The top 6 most frequent flights go to Alaska Airlines.
The last 4 belong to Southwest Airlines.
fig=plt.figure(figsize=(15,4))
plt.subplot(1, 2, 1)
sns.regplot(data=fly.sample(10000), x='DepDelay', y ='ArrDelay',
x_jitter=0.4, scatter_kws={'alpha':1/30},fit_reg= False);
plt.axhline(0,color=sns.color_palette()[7],lw=0.3)
plt.axvline(0,color=sns.color_palette()[7],lw=0.3)
plt.title('Scatter chart')
plt.xlabel('Departure Delay (min)')
plt.ylabel('Arrival Delay (min)')
plt.subplot(1, 2, 2)
bins_x = np.arange(-15, 15+1,1)
bins_y = np.arange(-30, 40+1, 1)
plt.hist2d(data = fly.sample(10000), x = 'DepDelay', y = 'ArrDelay',
cmin=0.5, cmap='viridis_r',bins=[bins_x,bins_y])
plt.axhline(0,color=sns.color_palette()[7],lw=0.3)

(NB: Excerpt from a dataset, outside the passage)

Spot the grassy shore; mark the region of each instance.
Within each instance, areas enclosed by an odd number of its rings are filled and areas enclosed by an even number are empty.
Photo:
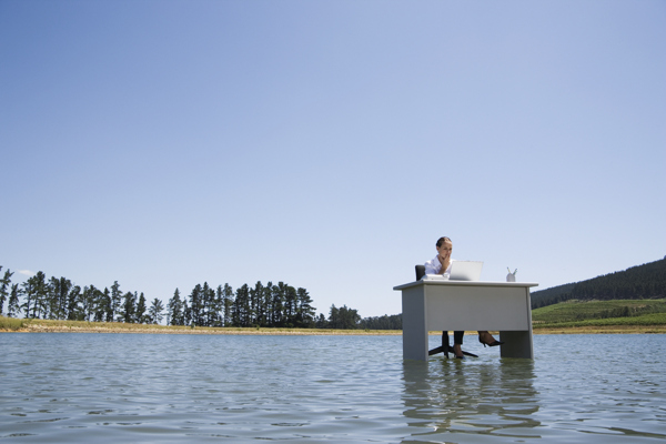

plt.axvline(0,color=sns.color_palette()[7],lw=0.3)
plt.colorbar()
plt.title('Heatmap')
plt.xlabel('Departure Delay (min)')
plt.ylabel('Arrival Delay (min)');
- The dark vertical plob of points means that flights departured on time, however variablity along y-axis at this specific vertical line shows a higher tendency to be "Early arrival" more than of the "Late Arrival".
- In the third quadrant (lower left section) has higher concentration of points meaning, "Early departures are associated with "Early arrival"
g=sns.FacetGrid(data=fly[fly.Year>1990].sample(10000), col='Year',sharey=True,col_wrap=6)
g.set_axis_labels("Departure Delay(min)","Arrival Delay(min)");
g.map(plt.scatter,'DepDelay','ArrDelay',alpha=0.3);
g.map(plt.axhline,color='grey', y=0,lw=0.3);
g.map(plt.axvline,color='grey' ,x=0,lw=0.3);
plt.suptitle('Time Progression',va='bottom',size=15,y=1);
g.set_axis_labels("Departure Delay(min)","Arrival Delay(min)");
The more recent a year is, the more early departures and early arrivals develop in terms of value, you can actually see that the points creep deeper into the 4th quadrant as the years progress, depeicting an overall improvment in both departure and arrival delays.
plt.figure(figsize=(13,7))
colors = [base_color if (x < carrier_counts.max()) else alt for x in carrier_counts ]
sns.barplot(x=carrier_counts.index,y=carrier_counts,order=carrier_counts.index, palette=colors);
plt.xlabel('Airline')
plt.ylabel('Count')
plt.title('Which Airline had most traffic?',size=15)
for i in range (carrier_counts.shape[0]):
plt.text(i,
carrier_counts.values[i],
carrier_text[i],
ha='center',
va='bottom')
WN (Southwest Airlines) collectively had the highest air traffic from 1987 to 2008.
While the second place goes to DL (Delta Air Lines Inc.) with a slight relative difference.
g=sns.FacetGrid(data=top_fly,hue='UniqueCarrier',hue_order=top10car,height=6,aspect=1.8)
g.map(sns.pointplot,'Year','DepDelay',order=yearlist, ci=None, linestyles="-",scale=0.5)
plt.axhline(0,color=sns.color_palette()[7],lw=0.3)
plt.title("Top 10 air-traffic airlines' departure delays through the years",size=15)
plt.xlabel('Year')
plt.ylabel('Avg. Departure Delay (min)');
plt.legend(title='Airline',labels=top10car,loc='upper right');
Around 2001 departure delays started to decrease, and by 2003 most of airlines on average had early departures.